Pages 223-234 | Published online: 18 Jul 2013
 

Abstract

The primary purpose of this literature review is to determine if descriptions of the quality of lower extremity pain originating in the lumbar spine can reliably be used to identify potential structures at fault. The secondary purpose of this review is to determine if the segmental level of the spine can be identified based on the location of the pain in the lower extremity in circumstances where the lower extremity pain is of lumbar spine origin. A literature review revealed that somatic structures from the lumbar spine can refer pain into the lower extremities. The quality of somatic referred pain is most commonly perceived as deep, achy, diffuse, and poorly localized. Somatic structures of the lumbar spine do not refer pain consistently in a segmental pattern into the lower extremity, and the concept of sclerotomes is not supported in the current literature. Radicular pain is described as intense, radiating, severe, sharp, darting, lancinating, and well localized. It is generally accepted that radicular pain from L5 and S1 consistently follows a dermatomal pattern into the lower extremity most of the time, especially if the pain extends past the ankle.
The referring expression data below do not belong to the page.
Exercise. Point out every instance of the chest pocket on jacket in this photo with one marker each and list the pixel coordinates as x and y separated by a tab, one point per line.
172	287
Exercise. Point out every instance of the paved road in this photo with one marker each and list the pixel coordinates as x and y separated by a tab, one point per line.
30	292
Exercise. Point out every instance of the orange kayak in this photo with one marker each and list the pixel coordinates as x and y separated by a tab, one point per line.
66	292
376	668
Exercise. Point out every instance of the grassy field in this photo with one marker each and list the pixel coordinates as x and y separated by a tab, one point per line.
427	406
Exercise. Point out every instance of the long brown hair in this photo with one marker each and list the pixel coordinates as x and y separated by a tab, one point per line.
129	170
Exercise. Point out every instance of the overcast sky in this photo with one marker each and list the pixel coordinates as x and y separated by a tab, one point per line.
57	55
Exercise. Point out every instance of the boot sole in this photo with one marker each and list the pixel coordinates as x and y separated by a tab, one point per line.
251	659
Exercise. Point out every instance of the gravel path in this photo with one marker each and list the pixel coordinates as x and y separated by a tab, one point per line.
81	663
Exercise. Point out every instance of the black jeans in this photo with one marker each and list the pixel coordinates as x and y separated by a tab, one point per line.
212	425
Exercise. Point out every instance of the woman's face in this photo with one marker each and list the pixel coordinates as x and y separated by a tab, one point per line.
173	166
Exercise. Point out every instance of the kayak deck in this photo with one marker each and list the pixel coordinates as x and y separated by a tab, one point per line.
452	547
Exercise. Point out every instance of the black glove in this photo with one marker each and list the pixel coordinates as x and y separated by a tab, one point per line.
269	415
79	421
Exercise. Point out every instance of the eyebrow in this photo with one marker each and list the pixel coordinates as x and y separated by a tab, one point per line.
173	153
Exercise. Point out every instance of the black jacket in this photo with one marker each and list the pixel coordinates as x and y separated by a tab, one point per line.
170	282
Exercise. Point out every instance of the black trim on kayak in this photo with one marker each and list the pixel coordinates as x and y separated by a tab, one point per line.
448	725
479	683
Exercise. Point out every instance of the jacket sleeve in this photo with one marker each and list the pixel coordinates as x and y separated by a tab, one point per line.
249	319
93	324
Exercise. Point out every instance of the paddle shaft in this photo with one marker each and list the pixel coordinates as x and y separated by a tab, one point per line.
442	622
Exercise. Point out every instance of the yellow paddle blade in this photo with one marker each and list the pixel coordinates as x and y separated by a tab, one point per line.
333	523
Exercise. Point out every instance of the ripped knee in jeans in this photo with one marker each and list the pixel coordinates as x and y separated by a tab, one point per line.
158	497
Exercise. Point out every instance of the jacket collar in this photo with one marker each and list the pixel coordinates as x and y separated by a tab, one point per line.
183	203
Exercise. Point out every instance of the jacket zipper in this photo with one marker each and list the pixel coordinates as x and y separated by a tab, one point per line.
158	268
It is difficult to distinguish between L5 and S1 radicular pain patterns above the ankle. More research is needed in order to draw conclusions concerning the L1-L4 and S2 nerve roots as to whether or not they consistently cause radicular pain into their respective dermatomes. It appears, based on the literature, one cannot develop a reliable, consistent initial hypothesis of which somatic structure(s) (ligaments, vertebrae, dura, musculature, zygoapophyseal joints, or intervertebral discs) may be at fault based on the description of the pain; however, the quality of the pain may assist the clinician in hypothesizing whether the patient's problems are predominantly somatic in origin, of nerve root origin, or a combination of both. Based on the literature, one cannot identify what segmental level of the spine may be involved based on the location of the pain if the pain is somatic in origin. However, for radicular pain, the pattern will more likely follow a dermatome if it is caused by a L5 or S1 nerve root.